I was wondering why the first Δx^2 was simplified to 1? I understand the other Δx^2 came out of the square root.

 

[vela]

What you're thinking is akin to \sqrt{a^2+b^2} = \sqrt{a^2+1}\ b, which isn't correct. You can only pull something out of a radical if it's a factor. What Paul is doing is this:
\sqrt{\Delta x^2 + [f'(x_i^*)]^2 \Delta x^2} = \sqrt{\Delta x^2(1 + [f'(x_i^*)]^2)}Now because Δx² is a factor under the radical, you can say
\sqrt{\Delta x^2(1 + [f'(x_i^*)]^2)} = \sqrt{\Delta x^2}\sqrt{1 + [f'(x_i^*)]^2}= \Delta x \sqrt{1 + [f'(x_i^*)]^2}

 

[Screen]

What you're thinking is akin to \sqrt{a^2+b^2} = \sqrt{a^2+1}\ b, which isn't correct.
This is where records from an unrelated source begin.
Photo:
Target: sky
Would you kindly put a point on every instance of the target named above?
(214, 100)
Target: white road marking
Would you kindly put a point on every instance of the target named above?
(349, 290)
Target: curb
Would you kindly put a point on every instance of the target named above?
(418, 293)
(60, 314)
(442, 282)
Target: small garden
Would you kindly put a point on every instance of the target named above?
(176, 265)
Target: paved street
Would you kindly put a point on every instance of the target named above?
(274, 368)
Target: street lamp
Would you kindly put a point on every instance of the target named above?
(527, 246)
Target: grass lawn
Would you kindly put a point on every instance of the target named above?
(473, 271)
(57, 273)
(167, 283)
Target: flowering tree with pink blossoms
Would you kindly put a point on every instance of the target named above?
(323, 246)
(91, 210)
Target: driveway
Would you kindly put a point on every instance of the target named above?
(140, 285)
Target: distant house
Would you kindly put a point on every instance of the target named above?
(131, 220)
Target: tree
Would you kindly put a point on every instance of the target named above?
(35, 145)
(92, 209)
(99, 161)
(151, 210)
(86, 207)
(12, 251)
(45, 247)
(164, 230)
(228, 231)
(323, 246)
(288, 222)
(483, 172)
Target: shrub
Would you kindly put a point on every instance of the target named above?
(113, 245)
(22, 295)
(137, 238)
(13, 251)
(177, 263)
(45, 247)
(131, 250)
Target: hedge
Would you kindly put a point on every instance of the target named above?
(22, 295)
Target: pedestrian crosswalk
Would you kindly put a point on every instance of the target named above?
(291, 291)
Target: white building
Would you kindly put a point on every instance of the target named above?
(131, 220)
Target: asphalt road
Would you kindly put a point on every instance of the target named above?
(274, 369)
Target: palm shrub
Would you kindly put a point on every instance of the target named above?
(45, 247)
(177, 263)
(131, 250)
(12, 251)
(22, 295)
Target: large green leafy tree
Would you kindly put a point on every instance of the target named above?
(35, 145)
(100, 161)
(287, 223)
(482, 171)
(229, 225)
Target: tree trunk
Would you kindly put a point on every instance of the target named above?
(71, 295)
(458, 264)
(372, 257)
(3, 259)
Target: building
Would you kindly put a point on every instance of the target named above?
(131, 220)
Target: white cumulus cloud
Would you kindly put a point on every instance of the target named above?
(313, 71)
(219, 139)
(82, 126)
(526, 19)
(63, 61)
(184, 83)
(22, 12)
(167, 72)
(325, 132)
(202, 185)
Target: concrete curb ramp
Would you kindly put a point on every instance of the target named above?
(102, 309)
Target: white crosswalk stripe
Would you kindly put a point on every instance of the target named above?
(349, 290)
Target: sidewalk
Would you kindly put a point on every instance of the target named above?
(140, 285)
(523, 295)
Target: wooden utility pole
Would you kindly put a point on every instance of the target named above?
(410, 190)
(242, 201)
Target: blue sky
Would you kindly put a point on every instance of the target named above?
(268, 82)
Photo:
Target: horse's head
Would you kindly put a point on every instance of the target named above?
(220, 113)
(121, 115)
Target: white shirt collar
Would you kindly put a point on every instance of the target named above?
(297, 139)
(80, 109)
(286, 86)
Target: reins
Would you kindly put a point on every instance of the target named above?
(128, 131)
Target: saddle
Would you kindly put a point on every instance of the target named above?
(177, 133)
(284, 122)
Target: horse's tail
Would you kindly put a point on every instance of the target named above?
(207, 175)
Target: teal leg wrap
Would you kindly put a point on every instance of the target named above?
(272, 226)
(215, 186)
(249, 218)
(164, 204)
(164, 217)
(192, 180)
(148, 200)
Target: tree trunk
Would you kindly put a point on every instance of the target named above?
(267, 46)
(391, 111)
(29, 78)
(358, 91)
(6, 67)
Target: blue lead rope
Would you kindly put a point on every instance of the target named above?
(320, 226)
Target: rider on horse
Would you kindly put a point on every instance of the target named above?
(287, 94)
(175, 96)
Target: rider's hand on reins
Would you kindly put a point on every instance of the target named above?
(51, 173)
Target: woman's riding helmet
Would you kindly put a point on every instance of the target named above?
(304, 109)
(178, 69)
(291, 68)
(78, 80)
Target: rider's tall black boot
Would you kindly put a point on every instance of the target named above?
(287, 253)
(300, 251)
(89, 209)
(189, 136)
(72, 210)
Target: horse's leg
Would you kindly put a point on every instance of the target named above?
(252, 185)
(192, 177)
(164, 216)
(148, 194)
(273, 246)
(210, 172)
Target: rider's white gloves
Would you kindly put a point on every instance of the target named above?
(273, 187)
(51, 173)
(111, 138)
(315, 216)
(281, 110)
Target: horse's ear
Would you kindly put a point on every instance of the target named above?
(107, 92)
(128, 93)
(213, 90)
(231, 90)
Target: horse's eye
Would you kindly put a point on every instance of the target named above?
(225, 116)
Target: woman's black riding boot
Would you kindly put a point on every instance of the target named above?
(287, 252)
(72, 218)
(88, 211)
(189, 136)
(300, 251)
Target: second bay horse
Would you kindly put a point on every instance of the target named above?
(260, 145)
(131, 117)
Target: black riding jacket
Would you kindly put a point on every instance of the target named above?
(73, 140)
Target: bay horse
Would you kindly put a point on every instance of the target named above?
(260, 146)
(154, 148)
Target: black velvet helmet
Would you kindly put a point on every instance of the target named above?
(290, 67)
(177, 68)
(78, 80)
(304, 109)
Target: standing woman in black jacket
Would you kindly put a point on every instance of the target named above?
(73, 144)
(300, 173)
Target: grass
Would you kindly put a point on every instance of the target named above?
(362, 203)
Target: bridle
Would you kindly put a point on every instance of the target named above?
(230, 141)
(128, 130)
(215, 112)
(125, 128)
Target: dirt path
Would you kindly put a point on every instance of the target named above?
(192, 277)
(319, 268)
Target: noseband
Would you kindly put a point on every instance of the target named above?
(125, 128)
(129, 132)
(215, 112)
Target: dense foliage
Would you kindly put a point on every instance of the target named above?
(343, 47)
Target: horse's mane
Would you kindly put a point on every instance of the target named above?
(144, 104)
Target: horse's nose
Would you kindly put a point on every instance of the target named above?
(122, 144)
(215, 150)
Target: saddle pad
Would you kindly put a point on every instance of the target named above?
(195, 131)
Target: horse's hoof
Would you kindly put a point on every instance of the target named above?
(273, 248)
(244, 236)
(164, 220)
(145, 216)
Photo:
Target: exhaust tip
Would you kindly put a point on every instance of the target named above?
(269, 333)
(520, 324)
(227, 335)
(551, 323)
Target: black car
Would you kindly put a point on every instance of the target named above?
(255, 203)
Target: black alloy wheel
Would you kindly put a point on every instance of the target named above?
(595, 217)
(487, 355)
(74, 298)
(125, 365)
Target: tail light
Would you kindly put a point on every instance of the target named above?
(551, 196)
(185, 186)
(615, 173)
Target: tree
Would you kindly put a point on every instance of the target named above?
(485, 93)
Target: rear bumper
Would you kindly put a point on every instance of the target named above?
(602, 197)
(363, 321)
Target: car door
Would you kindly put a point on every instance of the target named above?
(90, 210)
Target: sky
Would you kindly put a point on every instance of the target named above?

You can only pull something out of a radical if it's a factor. What Paul is doing is this:
\sqrt{\Delta x^2 + [f'(x_i^*)]^2 \Delta x^2} = \sqrt{\Delta x^2(1 + [f'(x_i^*)]^2)}Now because Δx² is a factor under the radical, you can say
\sqrt{\Delta x^2(1 + [f'(x_i^*)]^2)} = \sqrt{\Delta x^2}\sqrt{1 + [f'(x_i^*)]^2}= \Delta x \sqrt{1 + [f'(x_i^*)]^2}

Oh you are completely right, sorry for such a silly question and thank you for explaining.